Wachovia also leveraged solid state disk to increase processing power and reduce the footprint to improve the user experience, says Bishop. “Because spinning disk has a natural physics limitation, solid state disk allows you to go pump a lot more,” he explains.

Bishop’s team was then ready to create the “pod in a box” environment for the bank’s worldwide datacenters, where everything was self-contained in pods, using high-speed interconnects between each one. The design includes Cisco 7700 series switches from Cisco Systems, Verari Systems’ vertically cooled racks, Hewlett-Packard (HP) special cooling units and a sampling of Azul Systems appliances.

“I was able to put two times more into a [Verari] rack compared to my HPs and my IBMs,” Bishop says.

The ultimate in datacenter design is a “datacenter in a box” environment, which looks like a shipping container and contains 1,400 servers and 15 PBs of storage, according to Bishop.

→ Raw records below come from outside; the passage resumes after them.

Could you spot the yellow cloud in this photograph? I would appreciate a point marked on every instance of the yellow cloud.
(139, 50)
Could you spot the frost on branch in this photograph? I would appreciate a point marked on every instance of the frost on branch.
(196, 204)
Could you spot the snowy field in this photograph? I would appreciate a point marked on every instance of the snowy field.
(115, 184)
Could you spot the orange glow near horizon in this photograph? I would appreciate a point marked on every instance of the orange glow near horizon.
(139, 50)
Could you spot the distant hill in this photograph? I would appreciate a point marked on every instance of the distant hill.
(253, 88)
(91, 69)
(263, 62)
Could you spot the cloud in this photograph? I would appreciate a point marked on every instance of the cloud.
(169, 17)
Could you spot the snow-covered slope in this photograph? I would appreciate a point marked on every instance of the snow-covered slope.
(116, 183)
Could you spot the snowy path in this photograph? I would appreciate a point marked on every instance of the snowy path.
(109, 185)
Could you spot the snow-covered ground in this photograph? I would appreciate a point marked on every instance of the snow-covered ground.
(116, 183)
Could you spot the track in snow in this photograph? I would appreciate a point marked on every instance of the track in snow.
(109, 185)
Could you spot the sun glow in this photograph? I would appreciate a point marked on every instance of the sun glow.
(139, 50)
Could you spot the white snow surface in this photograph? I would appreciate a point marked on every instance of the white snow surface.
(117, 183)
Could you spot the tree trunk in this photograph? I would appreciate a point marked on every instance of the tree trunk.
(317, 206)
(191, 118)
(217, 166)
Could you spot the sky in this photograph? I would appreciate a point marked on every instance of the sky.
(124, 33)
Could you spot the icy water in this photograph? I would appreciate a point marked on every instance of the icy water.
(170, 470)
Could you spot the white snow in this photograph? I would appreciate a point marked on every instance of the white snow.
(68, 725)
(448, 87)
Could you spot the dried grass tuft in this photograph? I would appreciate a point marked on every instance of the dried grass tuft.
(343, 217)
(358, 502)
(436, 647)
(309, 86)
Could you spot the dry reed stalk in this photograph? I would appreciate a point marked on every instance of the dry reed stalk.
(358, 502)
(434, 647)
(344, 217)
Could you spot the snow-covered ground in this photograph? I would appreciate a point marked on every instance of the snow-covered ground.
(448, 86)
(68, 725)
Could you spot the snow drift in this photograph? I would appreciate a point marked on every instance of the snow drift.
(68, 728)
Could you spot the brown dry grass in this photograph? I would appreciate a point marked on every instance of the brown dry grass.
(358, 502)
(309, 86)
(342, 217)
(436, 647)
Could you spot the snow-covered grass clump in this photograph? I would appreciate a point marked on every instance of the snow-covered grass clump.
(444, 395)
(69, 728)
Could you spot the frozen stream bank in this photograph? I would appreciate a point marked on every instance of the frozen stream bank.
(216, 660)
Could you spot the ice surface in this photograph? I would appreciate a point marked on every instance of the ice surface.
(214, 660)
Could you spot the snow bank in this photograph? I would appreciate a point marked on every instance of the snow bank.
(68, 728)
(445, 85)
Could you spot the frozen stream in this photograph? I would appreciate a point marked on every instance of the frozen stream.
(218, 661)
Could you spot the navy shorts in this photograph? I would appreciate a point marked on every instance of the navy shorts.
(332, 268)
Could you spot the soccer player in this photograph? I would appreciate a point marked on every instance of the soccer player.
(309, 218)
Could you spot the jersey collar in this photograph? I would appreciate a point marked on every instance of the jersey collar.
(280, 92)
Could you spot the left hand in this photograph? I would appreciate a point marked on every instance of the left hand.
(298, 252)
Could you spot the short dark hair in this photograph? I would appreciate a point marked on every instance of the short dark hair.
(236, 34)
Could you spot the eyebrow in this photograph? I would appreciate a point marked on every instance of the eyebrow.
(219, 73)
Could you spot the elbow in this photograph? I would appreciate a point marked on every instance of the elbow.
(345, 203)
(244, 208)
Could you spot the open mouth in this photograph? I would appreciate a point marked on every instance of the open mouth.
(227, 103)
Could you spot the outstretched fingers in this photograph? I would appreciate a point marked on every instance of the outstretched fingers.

To control all the pods, Bishop’s team implemented virtual execution management. Once again, using FabricServer from DataSynapse Wachovia was able to create a runtime execution framework to keep track of things like session queues, arrival rates and authentications and then set rules from the infrastructure level.

Then, by implementing virtual resource management, Bishop’s team was able to build an orchestration lifecycle management system for building, provisioning, making changes, updating and repurposing datacenters.

“Orchestration lifecycle management around the infrastructure [provides] a lot of automation opportunities,” Bishop says. “[There’s] the ability to simplify and the ability to make it more dynamic.”

The last two steps of the upgrading project involve running datacenters like a utility and managing them like a portfolio. The bank used a performance management application from Netuitive to test environments before going into production to identify possible problems.

“You just have to bring it together. There are classes and assets that can be both types of appliances, types of infrastructure, performance, costs factors … and you start to manage it more and more like a portfolio,” Bishop says. “When you think of it as a portfolio, you can start to create infrastructure as a service, software as a service,” he adds.